# Training during flowering?



## Butthead08 (Oct 11, 2009)

Hello Riu!

is there anyting wrong with tying a plant down and bushing it out when it has began 12/12? 

Thanks!


----------



## Twils (Oct 12, 2009)

Just don't break any branches and you should be alright. Causing harm to the plant while flowering slows the process and I don't think its really worth it. However if you tie them down you should be ok.

I personally tie down, bend over, LST, or what have you as much as I can to get as much light to my girls while flowering.
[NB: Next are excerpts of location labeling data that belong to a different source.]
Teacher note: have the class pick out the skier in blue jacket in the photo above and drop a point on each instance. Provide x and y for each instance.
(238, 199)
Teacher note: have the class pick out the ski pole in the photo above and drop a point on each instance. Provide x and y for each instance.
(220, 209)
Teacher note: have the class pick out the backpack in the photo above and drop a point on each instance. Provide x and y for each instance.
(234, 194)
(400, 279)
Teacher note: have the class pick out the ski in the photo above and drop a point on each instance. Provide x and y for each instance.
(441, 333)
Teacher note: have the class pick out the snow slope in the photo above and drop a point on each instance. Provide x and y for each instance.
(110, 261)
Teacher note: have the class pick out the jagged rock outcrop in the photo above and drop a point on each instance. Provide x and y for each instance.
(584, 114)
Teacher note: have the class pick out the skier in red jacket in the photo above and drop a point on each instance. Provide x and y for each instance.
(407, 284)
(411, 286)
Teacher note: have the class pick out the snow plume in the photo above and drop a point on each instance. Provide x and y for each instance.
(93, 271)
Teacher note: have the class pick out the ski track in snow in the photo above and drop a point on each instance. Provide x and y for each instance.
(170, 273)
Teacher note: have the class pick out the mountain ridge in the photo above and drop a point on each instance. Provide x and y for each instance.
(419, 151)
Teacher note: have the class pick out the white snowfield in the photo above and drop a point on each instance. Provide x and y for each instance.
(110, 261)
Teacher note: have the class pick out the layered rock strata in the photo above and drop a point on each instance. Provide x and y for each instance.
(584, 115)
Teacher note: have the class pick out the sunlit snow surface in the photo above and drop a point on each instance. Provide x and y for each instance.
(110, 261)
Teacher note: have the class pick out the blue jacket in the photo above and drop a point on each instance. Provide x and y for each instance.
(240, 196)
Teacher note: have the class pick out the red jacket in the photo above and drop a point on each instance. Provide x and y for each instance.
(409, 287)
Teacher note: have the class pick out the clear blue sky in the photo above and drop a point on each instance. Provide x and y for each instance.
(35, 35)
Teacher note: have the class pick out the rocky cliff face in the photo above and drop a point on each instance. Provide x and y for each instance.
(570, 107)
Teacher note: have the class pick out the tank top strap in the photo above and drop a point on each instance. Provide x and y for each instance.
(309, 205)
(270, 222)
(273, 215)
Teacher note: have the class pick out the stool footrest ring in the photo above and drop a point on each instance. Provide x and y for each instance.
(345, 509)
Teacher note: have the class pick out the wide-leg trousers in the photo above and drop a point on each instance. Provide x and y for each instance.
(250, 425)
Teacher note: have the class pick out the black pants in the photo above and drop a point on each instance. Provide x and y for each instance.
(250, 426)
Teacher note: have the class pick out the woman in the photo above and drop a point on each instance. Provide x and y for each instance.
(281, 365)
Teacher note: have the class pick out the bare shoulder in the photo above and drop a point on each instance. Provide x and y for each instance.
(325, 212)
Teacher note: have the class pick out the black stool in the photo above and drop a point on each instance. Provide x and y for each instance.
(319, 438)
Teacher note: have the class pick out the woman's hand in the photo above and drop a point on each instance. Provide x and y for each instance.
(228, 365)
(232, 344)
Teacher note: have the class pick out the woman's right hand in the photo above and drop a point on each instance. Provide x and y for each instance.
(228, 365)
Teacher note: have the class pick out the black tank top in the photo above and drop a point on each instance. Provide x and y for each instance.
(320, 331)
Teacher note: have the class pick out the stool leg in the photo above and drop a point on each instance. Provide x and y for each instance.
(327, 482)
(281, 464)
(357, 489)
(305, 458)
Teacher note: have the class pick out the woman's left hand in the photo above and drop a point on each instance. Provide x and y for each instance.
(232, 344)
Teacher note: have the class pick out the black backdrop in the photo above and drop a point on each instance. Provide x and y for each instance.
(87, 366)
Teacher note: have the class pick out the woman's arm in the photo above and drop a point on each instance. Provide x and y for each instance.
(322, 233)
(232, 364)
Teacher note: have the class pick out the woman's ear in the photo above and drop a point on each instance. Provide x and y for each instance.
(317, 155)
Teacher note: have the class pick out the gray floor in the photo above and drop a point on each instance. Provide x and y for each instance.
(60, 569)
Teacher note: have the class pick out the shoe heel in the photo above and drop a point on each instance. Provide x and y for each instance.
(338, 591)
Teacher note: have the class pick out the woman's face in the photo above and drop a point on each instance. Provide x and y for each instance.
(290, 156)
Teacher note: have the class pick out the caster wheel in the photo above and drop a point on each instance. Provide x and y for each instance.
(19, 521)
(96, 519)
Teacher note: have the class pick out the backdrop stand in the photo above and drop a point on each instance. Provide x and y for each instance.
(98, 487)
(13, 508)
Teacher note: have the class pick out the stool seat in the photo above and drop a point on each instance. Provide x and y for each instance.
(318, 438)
I wouldn't recommend topping them or anything, but tie them down all you want!

Burn on!


----------



## TheLastJuror (Oct 12, 2009)

since your just beginning flower you could try your hand at SuperCropping


----------



## firsttimegrowa (Oct 12, 2009)

supercropping ??? im a newbie and not familiar with that can you help me out ??


----------



## Twils (Oct 12, 2009)

Basically pinch a branch to soften the tissue inside the stem but not crush it, Start to slowly bend over, any resistance pinch a little more, then weight said branch down, it will heal it self at the "bend" and those nodes on that branch receive the same amount of light as the top of the branch - lots of buds

Google search on the topic wouldn't hurt either
Tried to do search forums for "supercropping and super cropping" there's a TON of pages here also

Burn on!


----------



## mkay420 (Oct 12, 2009)

i would say lst would be better just because supercropping stresses your plant some and you dont want any stress (or as little as possible) during flowering. the more stress you have the smaller your yield will be in the long run. if you LST you will see great results even if you are just starting flowering.


----------